2
votes

I'm trying to set up an automatic failover system in a 3 nodes redis cluster. I installed redis-sentinel on each of these nodes (juste like this guy : http://www.symantec.com/connect/blogs/configuring-redis-high-availability). Everything is fine as long as I have two or three nodes. The problem is that whenever there's only onte node remaining and that it's a slave, it does not get elected as master automatically. The quorum is set to 1, therefore the last node detects the odown of the master but can't vote for the failover since there's no majority.

To overcome this (surprising) issue, I wrote a little script that ask the other nodes for their masters, and if they don't answer I set the current node as the master. This script is called within the redis-sentinel.conf file, as a notification script. However ... As soon as the redis-sentinel service is started, this configuration is "erased" ! If I look at the configuration file in /etc, the "sentinel notification-script" line has disappeared (redis-sentinel rewrites its configuration file so why not) BUT the configuration I wrote is no longer available :

1)  1) "name"
    2) "mymaster"
    3) "ip"
    4) "x.x.x.x"
    5) "port"
    6) "6379"
    7) "runid"
    8) "somerunid"
    9) "flags"
   10) "master"
   11) "pending-commands"
   12) "0"
   13) "last-ping-sent"
   14) "0"
   15) "last-ok-ping-reply"
   16) "395"
   17) "last-ping-reply"
   18) "395"
   19) "down-after-milliseconds"
   20) "30000"
   21) "info-refresh"
   22) "674"
   23) "role-reported"
   24) "master"
   25) "role-reported-time"
   26) "171302"
   27) "config-epoch"
   28) "0"
   29) "num-slaves"
   30) "1"
   31) "num-other-sentinels"
   32) "1"
   33) "quorum"
   34) "1"
   35) "failover-timeout"
   36) "180000"
   37) "parallel-syncs"
   38) "1"

That is the result of the sentinel-masters command. The only thing is that I previously set the "down-after-milliseconds" to 5000 and the "failover-timeout" to 10000 ...

I don't know if anyone has met anything similar ? Well, should someone has a little idea about wwhat's happening, I'd be glad about it ;)

2
What did you do to overcome this problem can you please tell me it would be really really heplful, i am facing same problem and haven't gotten anything ??Sudhanshu Gaur

2 Answers

3
votes

This is a reason to not place your sentinels on your redis instance nodes. Think of them as monitoring agents. You wouldn't place your website monitor on the same node running your website and expect to catch the node death. The same is expected w/Sentinel.

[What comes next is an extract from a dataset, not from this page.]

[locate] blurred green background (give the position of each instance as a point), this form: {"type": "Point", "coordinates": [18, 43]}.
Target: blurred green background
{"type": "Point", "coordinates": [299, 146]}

The proper route to sentinel monitoring is to ideally run them from the clients, and if that isn't possible or workable, then from dedicated nodes as close to the clients as possible.

As antirez said, you need to have enough sentinels to have the election. There are two elections: 1: deciding on the new master and 2: deciding which sentinel handles the promotion. In your scenario you only have one sentinel, but to elect a sentinel to handle the promotion your sentinel needs votes from a quorum of Sentinels. This number is a majority of all sentinels seen. In your case it needs two sentinels to vote before an election can take place. This quorum number is not configurable and unaffected by the quorum setting. This is in place to reduce the chances of multiple masters.

I would also strongly advise against setting a quorum to be less than half+1 of your sentinels. This can lead to split brain operation where you have two masters. Or in your case you could have three. If you lost connectivity between your master and the two slaves but clients still had connectivity your settings could trigger split brain - where a slave was promoted and new connections talked to that master while existing ones continue talking to the original. Thus you have valid data in two masters which likely conflict with each other.

The author of that Symantec article only consider the Redis daemon dying, not the node. Thus it really isn't an HA setup.

2
votes

the quorum is only used to reach the ODOWN state, that triggers the failover. For the failover to actually happen the slave must be voted by a majority, so a single node can't get elected. If you have such a requirement, and you don't care about only the majority side being able to continue in your cluster (this means unbound data loss in the minority side if clients get partitioned with a minority where there is a master), you can just add sentinels in your clients machines as well, this way the total num of Sentinels is, for example, 5, and even if two Redis nodes are down, the only remaining node plus two sentinels running client side are enough to get majority of 3. Unfortunately the Sentinel documentation is not complete enough to explain this stuff. There is all the info to get the picture right, but no examples for a faster reading / deploying.